# Vintage Goodman Axiom value??



## Gear Pig (Mar 25, 2007)

Anyone have any idea what a vintage Goodman Axiom 12" instrument speaker might be worth? I have 2 that are somewhere between '58 and '62 from the info I got from the fellow I got the cabinet from. They sound fantastic however I am worried about damaging them with my head so I am thinking about finding a good home for them. They are 8ohm however I haven't been able to find any info on what wattage they are.
Cheers gang and thanks in advance for any input.
Steve


----------



## middleagedfart (May 9, 2012)

Depends on the years they were made. Here is a set that I picked up recently.










and installed in my enclosure:










These were made in the same time frame. So they should look very similar. Yours should have a green label. Built like tanks. Cast aluminium frame. Sensitive as hell. Makes my 15 watter as loud as my 30 watt. They are not huge wattage - about 20-25 watts each.

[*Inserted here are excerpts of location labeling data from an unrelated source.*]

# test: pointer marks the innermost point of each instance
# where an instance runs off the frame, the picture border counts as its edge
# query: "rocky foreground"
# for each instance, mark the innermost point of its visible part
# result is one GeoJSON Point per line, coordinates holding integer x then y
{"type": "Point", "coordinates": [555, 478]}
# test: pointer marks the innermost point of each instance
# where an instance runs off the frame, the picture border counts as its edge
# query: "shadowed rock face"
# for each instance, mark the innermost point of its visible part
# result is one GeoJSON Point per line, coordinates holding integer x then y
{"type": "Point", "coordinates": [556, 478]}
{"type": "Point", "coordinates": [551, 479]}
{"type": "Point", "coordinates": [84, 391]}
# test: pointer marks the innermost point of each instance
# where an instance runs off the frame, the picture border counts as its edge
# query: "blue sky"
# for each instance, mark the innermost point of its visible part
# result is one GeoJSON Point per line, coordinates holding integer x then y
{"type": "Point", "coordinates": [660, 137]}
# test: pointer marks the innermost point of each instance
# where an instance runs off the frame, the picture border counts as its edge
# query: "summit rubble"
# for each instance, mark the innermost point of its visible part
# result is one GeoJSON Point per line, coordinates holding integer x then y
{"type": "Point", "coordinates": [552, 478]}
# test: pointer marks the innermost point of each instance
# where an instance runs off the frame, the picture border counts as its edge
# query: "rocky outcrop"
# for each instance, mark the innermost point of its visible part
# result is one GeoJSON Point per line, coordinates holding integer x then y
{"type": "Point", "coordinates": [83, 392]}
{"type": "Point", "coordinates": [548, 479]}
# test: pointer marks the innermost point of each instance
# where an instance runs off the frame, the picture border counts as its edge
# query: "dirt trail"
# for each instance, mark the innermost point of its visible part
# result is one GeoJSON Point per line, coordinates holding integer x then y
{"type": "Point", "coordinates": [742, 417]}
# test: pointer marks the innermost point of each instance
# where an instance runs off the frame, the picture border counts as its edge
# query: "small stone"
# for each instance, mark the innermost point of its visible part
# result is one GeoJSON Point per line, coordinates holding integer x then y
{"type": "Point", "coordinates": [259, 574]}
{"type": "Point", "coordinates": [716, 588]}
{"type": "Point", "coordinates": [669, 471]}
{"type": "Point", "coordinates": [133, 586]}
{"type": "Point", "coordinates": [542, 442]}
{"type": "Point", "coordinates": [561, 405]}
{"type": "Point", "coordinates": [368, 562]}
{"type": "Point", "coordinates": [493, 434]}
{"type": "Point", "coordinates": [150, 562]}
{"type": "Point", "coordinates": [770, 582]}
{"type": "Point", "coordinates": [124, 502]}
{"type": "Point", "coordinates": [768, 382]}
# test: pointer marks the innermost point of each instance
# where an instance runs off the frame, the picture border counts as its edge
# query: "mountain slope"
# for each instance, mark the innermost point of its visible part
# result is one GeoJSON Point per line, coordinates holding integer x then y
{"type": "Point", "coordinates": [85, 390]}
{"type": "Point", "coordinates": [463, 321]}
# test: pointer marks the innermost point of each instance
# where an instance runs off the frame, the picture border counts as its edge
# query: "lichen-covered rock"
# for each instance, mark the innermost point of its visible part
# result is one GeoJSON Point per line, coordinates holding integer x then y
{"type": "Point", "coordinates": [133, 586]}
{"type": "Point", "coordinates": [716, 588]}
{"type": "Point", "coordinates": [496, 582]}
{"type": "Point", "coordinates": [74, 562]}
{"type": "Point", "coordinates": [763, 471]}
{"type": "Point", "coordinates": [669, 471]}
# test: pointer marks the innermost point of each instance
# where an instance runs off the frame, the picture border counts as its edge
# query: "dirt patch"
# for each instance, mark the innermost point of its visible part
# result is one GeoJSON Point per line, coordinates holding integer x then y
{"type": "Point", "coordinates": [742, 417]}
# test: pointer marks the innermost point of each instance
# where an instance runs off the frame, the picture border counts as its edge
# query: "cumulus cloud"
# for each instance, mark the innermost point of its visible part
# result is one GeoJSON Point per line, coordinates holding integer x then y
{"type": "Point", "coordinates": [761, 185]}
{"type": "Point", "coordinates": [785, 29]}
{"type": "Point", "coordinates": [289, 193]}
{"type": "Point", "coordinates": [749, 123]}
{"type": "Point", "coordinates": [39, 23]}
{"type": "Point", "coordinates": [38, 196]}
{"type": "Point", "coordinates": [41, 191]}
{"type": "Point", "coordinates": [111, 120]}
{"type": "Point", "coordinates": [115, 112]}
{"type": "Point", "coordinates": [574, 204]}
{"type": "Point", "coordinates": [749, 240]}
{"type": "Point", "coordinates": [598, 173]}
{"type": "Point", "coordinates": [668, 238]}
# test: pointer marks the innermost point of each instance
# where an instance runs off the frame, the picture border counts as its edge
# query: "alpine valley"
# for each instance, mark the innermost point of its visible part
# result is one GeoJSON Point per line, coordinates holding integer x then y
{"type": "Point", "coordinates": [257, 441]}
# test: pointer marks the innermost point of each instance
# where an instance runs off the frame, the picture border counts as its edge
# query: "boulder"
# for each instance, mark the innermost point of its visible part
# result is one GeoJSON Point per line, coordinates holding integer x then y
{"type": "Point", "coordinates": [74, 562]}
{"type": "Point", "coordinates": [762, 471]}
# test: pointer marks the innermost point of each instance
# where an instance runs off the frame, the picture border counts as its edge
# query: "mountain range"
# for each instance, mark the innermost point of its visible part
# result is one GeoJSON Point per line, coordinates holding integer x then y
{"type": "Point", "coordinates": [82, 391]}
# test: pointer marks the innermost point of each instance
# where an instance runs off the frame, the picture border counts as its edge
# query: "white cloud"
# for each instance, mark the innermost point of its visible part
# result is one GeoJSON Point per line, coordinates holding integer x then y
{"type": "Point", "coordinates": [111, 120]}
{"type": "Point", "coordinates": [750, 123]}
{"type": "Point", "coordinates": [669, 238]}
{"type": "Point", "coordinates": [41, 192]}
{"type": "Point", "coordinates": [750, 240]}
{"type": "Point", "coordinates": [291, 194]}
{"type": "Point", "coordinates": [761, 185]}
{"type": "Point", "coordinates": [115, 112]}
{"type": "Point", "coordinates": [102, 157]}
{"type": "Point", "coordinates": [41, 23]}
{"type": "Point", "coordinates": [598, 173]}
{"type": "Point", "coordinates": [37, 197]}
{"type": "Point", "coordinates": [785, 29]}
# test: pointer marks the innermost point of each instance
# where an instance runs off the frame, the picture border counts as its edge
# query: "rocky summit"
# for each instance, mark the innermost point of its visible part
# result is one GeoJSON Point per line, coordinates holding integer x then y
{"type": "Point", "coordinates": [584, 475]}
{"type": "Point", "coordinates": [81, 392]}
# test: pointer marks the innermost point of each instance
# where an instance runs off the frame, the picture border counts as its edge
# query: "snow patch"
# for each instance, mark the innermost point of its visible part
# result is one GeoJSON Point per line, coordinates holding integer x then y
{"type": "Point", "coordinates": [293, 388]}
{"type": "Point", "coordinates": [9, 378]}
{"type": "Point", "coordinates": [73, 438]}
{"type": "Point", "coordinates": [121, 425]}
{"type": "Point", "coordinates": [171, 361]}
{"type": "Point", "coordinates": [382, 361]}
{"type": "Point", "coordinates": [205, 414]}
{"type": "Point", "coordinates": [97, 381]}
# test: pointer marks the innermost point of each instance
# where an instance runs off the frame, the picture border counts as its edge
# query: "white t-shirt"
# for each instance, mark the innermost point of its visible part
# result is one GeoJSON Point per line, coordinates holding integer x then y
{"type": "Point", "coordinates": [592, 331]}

They were used in early Vox and early Marshall cabs. You are correct, they sound fantastic - mine are more bass resonance - so I have to balance it out with an open back cab. With my 15 watt Marshall head I get great smoky tone. And that is a solid state head to boot. 

They are worth quite a bit in the current market. Suggest you check out ebay.co.uk and see how much they actually go for. You will be surprised. Pairs in good shape go for over $400...


----------



## Gear Pig (Mar 25, 2007)

Thanks for the info. It took me a while to figure out what they were as the company had removed the dust covers so the sticker wasn't there. The only way I could identify them was the cast, which has Made in England in the cast. If I'm not mistaken these are the full range model with the center horn. I've had a hard time finding any info. The cabinet was made by a company named Berelson in Quebec which as far as I can find out only produced from around '57 to '63.


----------



## middleagedfart (May 9, 2012)

Post a pic of it. If it has the Whizzer cone, then they are ones for PA use. It should have a similar frame to mine.


If they look like this:

View attachment 937



Then check out this ebay auction:

http://www.ebay.com/itm/pair-Goodma...75?pt=Speakers_Subwoofers&hash=item33668d18e3


----------



## Gear Pig (Mar 25, 2007)

The frames are identical, that was how I was able to id them, at first I was thinking they might be Fane from the volume they put out and the clarity.
Thanks for the link, I figured 300$ for the pair would be reasonable and a good deal for someone who could appreciate them.
When I get home tomorrow I'll put some pics up.


----------



## middleagedfart (May 9, 2012)

Yep, that sounds about right. I grabbed mine off Kijiji for $80 for the pair. What a score!


----------



## Gear Pig (Mar 25, 2007)

Wow, excellent deal!


----------



## washburned (Oct 13, 2006)

These have no value whatsoever, but if you like, bring them over and drop them off on my back porch and I will take them to the dump for you.


----------



## Gear Pig (Mar 25, 2007)

Touché Jim, touché!! Lol


----------



## J-75 (Jul 29, 2010)

I bought an Audiom 61 Bass in '62 - kept in box until about 5 years ago. Sold for $80
It's suspension is limp - more suited to home listening recorded music. 
It's got superb fidelity, but I don't think it'll stand up to live music applications.
Conversely, I got a pair of Goodmans Power Range 18" for home stereo woofers. The suspension on them was too stiff, and didn't work for home listening levels.
They needed to be run at high power levels.


----------



## middleagedfart (May 9, 2012)

Depends on how much wattage you throw at them. I run a 15 watt Marshall through them. They can handle that no problem.


----------



## Gear Pig (Mar 25, 2007)

Finally got around to snapping some pics. They look like the mates to what you middleaged, hard to tell if they are the same model however I know I've plugged in a Marshall Valvestate 8008 into it, my V30, and a Blue Voodoo head and they all sounded great, and clean! So I wouldn't hesitate to say that they are probably 61's also. Thanks for the info gang!!
Cheers,
Steve


----------



## middleagedfart (May 9, 2012)

Yep, those are 61's. Bass models for sure. Great sounding speaker. I run my Sykes head with EL84 conversion (thanks to THD Yellowjackets) and they sound just fab.. I can run my guitar or bass through them and they work real nice. If I close the back on my cab, it's perfect for bass. Open for guitar..


----------



## Gear Pig (Mar 25, 2007)

They do sound awesome, I'd love to keep them but I don't want to damage them, think I'll offer the pair out for $175 and see if I can find them a nice home that can appreciate them as much as I have, or more 
Cheers


----------



## middleagedfart (May 9, 2012)

unless you throw mucho wattage too them, they are pretty robust..keep it under 50 watts a pair..


----------